蝋燭が燃え尽きた後も、机の前にいた。六枚の紙が広がったままだった。窓の外が徐々に白くなり、やがて灰色になり、それから薄い青になった。朝が来た、とそれだけ思った。
立ち上がった。顔を洗った。水が冷たかった。意識の端が少し引き戻された。
紙を見た。中央の一枚。「名前のない若い男」と書いた箇所に、視線が止まった。書架への出入り。外套の生地。三年前の消失。アンブロスの手紙。持っているものを渡したい、という一行。
名前がなければ、線が引けない。
扉が叩かれた。三回。均等な間隔だった。
開けるとシリルだった。片眼鏡が朝の光を受けていた。手に薄い書類束を持っていた。外套の肩に夜露の跡があった。早朝から動いていた、という跡だった。
「昨夜のうちに申請を出した」
部屋に入った。扉を閉めた。机の前に立って、並べた紙を見た。何も言わなかった。
「出入り記録が届いた。テスラが書架に通っていた時期と、前後三年分だ」
書類を受け取った。
一枚目を開いた。名前が縦に並んでいた。日付。時刻。目的分類。閲覧台帳番号。几帳面な筆致で記された列が続いた。
「絞り込む基準を言ってくれ」
「七年から八年前に通い始めた若い男。外套の生地が良かった。定期的な訪問。三年から五年前に来なくなっている」
シリルが向かいに座った。書類の一部を手に取った。
読み始めた。
こちらも読み始めた。名前が流れていった。老人の名前。修道院の書記官の名前。同じ名前が繰り返されるもの。女性の名前。目的分類が「文書照合」で繰り返される記録。

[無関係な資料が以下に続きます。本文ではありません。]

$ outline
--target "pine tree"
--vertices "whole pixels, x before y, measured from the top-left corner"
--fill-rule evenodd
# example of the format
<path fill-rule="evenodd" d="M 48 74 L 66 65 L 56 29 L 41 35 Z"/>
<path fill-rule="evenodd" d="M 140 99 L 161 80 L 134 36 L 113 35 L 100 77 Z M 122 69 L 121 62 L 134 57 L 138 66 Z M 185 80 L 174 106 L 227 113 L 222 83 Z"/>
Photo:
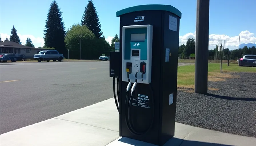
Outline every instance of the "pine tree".
<path fill-rule="evenodd" d="M 18 36 L 17 31 L 15 29 L 15 27 L 14 27 L 14 25 L 13 26 L 13 28 L 11 29 L 11 36 L 10 36 L 10 41 L 21 44 L 21 40 L 20 39 L 19 36 Z"/>
<path fill-rule="evenodd" d="M 82 25 L 87 26 L 97 38 L 102 38 L 103 32 L 101 32 L 101 29 L 99 16 L 92 0 L 88 1 L 83 16 L 81 20 Z"/>
<path fill-rule="evenodd" d="M 27 40 L 26 41 L 26 44 L 25 45 L 28 47 L 35 47 L 34 44 L 32 42 L 32 41 L 29 38 L 27 39 Z"/>
<path fill-rule="evenodd" d="M 64 57 L 67 56 L 64 42 L 66 31 L 62 21 L 62 12 L 55 0 L 52 3 L 48 11 L 47 19 L 44 30 L 44 47 L 54 48 Z"/>

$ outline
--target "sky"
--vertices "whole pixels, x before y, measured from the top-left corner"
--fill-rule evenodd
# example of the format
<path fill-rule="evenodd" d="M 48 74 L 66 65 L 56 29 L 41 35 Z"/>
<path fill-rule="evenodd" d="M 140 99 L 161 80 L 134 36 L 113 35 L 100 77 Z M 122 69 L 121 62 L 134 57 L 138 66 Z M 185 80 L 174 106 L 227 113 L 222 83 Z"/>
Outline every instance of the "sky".
<path fill-rule="evenodd" d="M 22 44 L 29 38 L 36 47 L 43 47 L 46 20 L 53 0 L 0 1 L 0 36 L 9 39 L 13 25 Z M 73 24 L 80 23 L 88 0 L 56 0 L 62 12 L 66 31 Z M 72 2 L 71 2 L 72 1 Z M 117 11 L 136 5 L 147 4 L 169 5 L 182 13 L 179 45 L 189 38 L 195 38 L 196 0 L 93 0 L 97 12 L 102 31 L 111 43 L 116 34 L 119 35 L 119 18 Z M 225 47 L 231 50 L 240 44 L 256 43 L 255 0 L 210 0 L 209 49 L 225 40 Z"/>

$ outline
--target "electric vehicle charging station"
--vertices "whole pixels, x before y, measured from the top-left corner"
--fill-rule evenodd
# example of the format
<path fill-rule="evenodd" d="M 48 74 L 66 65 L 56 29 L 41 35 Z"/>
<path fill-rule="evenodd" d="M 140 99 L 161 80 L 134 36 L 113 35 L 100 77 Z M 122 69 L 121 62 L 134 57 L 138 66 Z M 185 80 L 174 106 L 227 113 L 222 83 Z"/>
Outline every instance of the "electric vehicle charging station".
<path fill-rule="evenodd" d="M 110 52 L 110 76 L 120 136 L 162 145 L 174 136 L 181 15 L 163 5 L 117 12 L 120 52 Z"/>

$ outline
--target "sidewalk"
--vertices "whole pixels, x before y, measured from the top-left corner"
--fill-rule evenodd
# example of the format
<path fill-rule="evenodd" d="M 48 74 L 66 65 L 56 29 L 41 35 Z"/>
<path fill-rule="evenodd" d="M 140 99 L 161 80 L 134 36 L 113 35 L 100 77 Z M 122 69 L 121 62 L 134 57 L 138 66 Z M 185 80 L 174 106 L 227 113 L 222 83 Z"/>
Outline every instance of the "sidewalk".
<path fill-rule="evenodd" d="M 154 146 L 119 137 L 119 115 L 112 98 L 0 135 L 4 146 Z M 255 145 L 256 138 L 175 123 L 175 136 L 165 145 Z"/>

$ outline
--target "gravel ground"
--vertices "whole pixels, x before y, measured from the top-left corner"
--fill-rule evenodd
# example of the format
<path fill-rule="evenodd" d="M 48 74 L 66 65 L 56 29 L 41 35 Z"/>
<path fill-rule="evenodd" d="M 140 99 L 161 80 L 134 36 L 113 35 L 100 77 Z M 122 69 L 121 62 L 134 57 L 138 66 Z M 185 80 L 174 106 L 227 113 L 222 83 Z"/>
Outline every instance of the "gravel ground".
<path fill-rule="evenodd" d="M 176 121 L 256 137 L 256 73 L 239 73 L 227 81 L 208 82 L 208 95 L 178 90 Z"/>

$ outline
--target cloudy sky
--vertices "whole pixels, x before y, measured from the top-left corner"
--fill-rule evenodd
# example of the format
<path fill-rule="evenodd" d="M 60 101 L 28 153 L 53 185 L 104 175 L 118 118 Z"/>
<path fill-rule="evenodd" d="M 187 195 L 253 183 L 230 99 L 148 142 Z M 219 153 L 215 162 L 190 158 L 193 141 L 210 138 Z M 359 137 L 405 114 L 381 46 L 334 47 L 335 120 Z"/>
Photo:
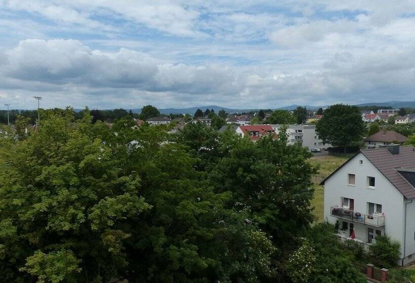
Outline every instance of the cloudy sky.
<path fill-rule="evenodd" d="M 0 0 L 0 39 L 13 108 L 415 100 L 413 0 Z"/>

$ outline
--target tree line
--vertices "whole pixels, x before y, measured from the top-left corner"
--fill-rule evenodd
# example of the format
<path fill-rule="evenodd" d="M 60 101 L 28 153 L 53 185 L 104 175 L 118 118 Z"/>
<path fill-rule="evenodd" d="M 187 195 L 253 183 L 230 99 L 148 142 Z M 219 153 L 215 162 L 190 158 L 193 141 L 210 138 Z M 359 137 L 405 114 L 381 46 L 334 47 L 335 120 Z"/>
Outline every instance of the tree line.
<path fill-rule="evenodd" d="M 334 228 L 312 227 L 318 168 L 283 131 L 254 143 L 201 123 L 172 135 L 129 115 L 42 114 L 0 138 L 4 281 L 296 283 L 305 251 L 308 282 L 365 281 Z"/>

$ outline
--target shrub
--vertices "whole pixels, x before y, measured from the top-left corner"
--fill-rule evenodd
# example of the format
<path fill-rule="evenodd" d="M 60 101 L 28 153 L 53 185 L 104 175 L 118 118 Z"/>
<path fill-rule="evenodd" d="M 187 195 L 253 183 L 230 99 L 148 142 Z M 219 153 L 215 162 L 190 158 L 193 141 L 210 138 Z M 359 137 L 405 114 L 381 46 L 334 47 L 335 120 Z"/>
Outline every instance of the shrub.
<path fill-rule="evenodd" d="M 387 235 L 378 236 L 369 249 L 374 263 L 378 266 L 389 268 L 396 266 L 400 257 L 398 242 L 391 240 Z"/>
<path fill-rule="evenodd" d="M 413 283 L 413 282 L 415 282 L 415 270 L 399 268 L 389 270 L 387 283 Z"/>

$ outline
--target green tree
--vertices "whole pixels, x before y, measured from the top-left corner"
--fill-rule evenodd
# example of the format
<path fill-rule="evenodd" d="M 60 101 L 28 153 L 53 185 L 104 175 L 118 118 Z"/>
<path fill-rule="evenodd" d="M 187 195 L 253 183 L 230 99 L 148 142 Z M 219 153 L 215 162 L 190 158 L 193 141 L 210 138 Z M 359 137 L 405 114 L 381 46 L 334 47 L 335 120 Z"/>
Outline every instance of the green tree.
<path fill-rule="evenodd" d="M 141 109 L 140 113 L 140 119 L 147 120 L 149 118 L 158 117 L 160 116 L 160 111 L 152 105 L 146 105 Z"/>
<path fill-rule="evenodd" d="M 410 135 L 409 137 L 409 139 L 405 142 L 405 145 L 412 145 L 415 147 L 415 135 Z"/>
<path fill-rule="evenodd" d="M 26 118 L 22 115 L 17 115 L 15 124 L 16 125 L 16 133 L 19 139 L 24 139 L 29 135 L 31 130 L 29 125 L 30 118 Z"/>
<path fill-rule="evenodd" d="M 226 122 L 225 121 L 225 120 L 219 116 L 215 115 L 212 119 L 212 127 L 216 130 L 219 130 L 222 126 L 226 124 Z"/>
<path fill-rule="evenodd" d="M 222 109 L 220 110 L 219 113 L 218 113 L 218 116 L 222 119 L 226 119 L 226 116 L 228 116 L 228 114 L 226 113 L 226 111 Z"/>
<path fill-rule="evenodd" d="M 275 110 L 267 119 L 267 124 L 294 124 L 297 119 L 289 111 Z"/>
<path fill-rule="evenodd" d="M 261 117 L 262 119 L 265 118 L 265 112 L 262 109 L 261 109 L 258 112 L 258 116 Z"/>
<path fill-rule="evenodd" d="M 367 135 L 371 135 L 379 132 L 381 128 L 379 127 L 379 124 L 376 122 L 375 122 L 370 124 L 370 125 L 369 126 L 369 130 L 367 131 Z"/>
<path fill-rule="evenodd" d="M 307 117 L 308 117 L 307 108 L 299 106 L 294 110 L 294 115 L 297 118 L 297 124 L 304 124 L 307 121 Z"/>
<path fill-rule="evenodd" d="M 396 266 L 400 257 L 400 244 L 386 235 L 377 236 L 375 243 L 369 247 L 374 263 L 381 267 Z"/>
<path fill-rule="evenodd" d="M 355 106 L 336 104 L 324 111 L 317 123 L 316 130 L 324 144 L 342 147 L 344 153 L 348 146 L 362 140 L 365 133 L 364 123 Z"/>
<path fill-rule="evenodd" d="M 194 113 L 194 115 L 193 115 L 193 117 L 195 118 L 200 118 L 201 117 L 203 117 L 203 111 L 202 111 L 200 109 L 199 109 L 198 108 L 197 110 L 196 110 L 196 112 Z"/>

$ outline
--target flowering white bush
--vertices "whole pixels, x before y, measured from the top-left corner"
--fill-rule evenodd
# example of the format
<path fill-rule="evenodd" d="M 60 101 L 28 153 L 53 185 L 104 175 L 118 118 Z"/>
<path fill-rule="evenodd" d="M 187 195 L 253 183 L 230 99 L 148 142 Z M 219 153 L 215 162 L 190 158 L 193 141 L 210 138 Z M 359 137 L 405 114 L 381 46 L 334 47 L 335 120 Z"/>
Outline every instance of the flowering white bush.
<path fill-rule="evenodd" d="M 287 264 L 288 275 L 294 283 L 307 283 L 309 281 L 316 263 L 316 251 L 308 241 L 303 245 L 289 257 Z"/>

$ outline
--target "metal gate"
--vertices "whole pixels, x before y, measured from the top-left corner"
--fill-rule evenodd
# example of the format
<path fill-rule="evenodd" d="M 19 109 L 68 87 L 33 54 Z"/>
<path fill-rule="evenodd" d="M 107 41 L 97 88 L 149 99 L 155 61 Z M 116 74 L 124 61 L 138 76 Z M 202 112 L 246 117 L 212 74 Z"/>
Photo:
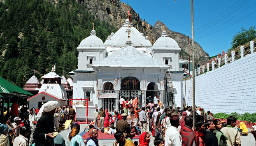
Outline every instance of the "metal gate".
<path fill-rule="evenodd" d="M 104 93 L 114 93 L 116 92 L 114 90 L 105 90 L 102 91 Z M 108 109 L 109 112 L 114 112 L 116 108 L 116 98 L 102 98 L 102 107 L 104 110 L 106 109 Z"/>
<path fill-rule="evenodd" d="M 114 112 L 116 108 L 116 98 L 102 98 L 102 107 L 104 110 L 108 109 L 109 112 Z"/>
<path fill-rule="evenodd" d="M 141 90 L 120 90 L 119 99 L 122 96 L 123 96 L 123 99 L 125 100 L 126 99 L 128 100 L 131 98 L 134 100 L 135 99 L 135 97 L 138 97 L 138 100 L 139 101 L 139 103 L 140 103 L 140 106 L 139 107 L 140 108 L 141 108 L 142 103 L 141 102 L 141 95 L 139 95 L 138 93 L 139 92 L 141 92 Z"/>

三ページ目に差し掛かったとき、一つの名前が引っかかった。
アルヴィン・ケロウ。
七年前から出入りが始まっていた。週に一度か二度。目的分類には「文書照合」とあった。
「この名前です」
シリルが覗き込んだ。
その瞬間、何かが伝わってきた。表情は動かなかった。片眼鏡の奥の目も変わらなかった。しかし、指先が書類の端に触れた。触れて、止まった。一拍だった。
この名前を知っている。
感じた。確信ではなかった。しかし、初めて見た名前に対する反応ではなかった。
「ケロウ家は北方に本家がある。王都に出てくる血縁が何人かいる」
声は平坦だった。情報として出した、という出し方だった。
「郷士家です」
「中位の。王都の官庁に近い仕事をしている家系だ」
次のページを開いた。ケロウの名前が続いていた。六年前まで規則的に現れ、五年前から間隔が空き始め、記録が途切れた。
「三年前より早く来なくなっています。テスラが言った時期より前に、既に減り始めている」
「テスラが最後に見た時期が三年前。実際には、その前から間隔が空いていた」
何かが変わった時期があった。六年前。書架への訪問が変化した。来る理由が変わったか、来ることを避け始めたか。
「書架に定期的に通っていた理由は何でしょうか。文書照合、という分類ですが」
「文書照合は広い。特定の台帳の内容を確認する作業も含まれる」
「自分が関与した手続きの記録を、繰り返し確認しに来ていたとすれば」
シリルが手帳を取り出した。書き始めた。
「台帳の承認記録にケロウの名前があるかどうか、局の記録と照合する」
「今日中にできますか」
「午後には分かる」
シリルが出ていった。
紙を並べ直した。「名前のない若い男」の横に、アルヴィン・ケロウと書き加えた。郷士家。文書照合。定期訪問。六年前から減少。
筋が通る。
台帳の承認欄に番号を貸したテスラ。同じ時期に書架に通い、文書照合を繰り返していたケロウ。承認手続きに関与した者が、自分の痕跡を確認しに来ていたとすれば。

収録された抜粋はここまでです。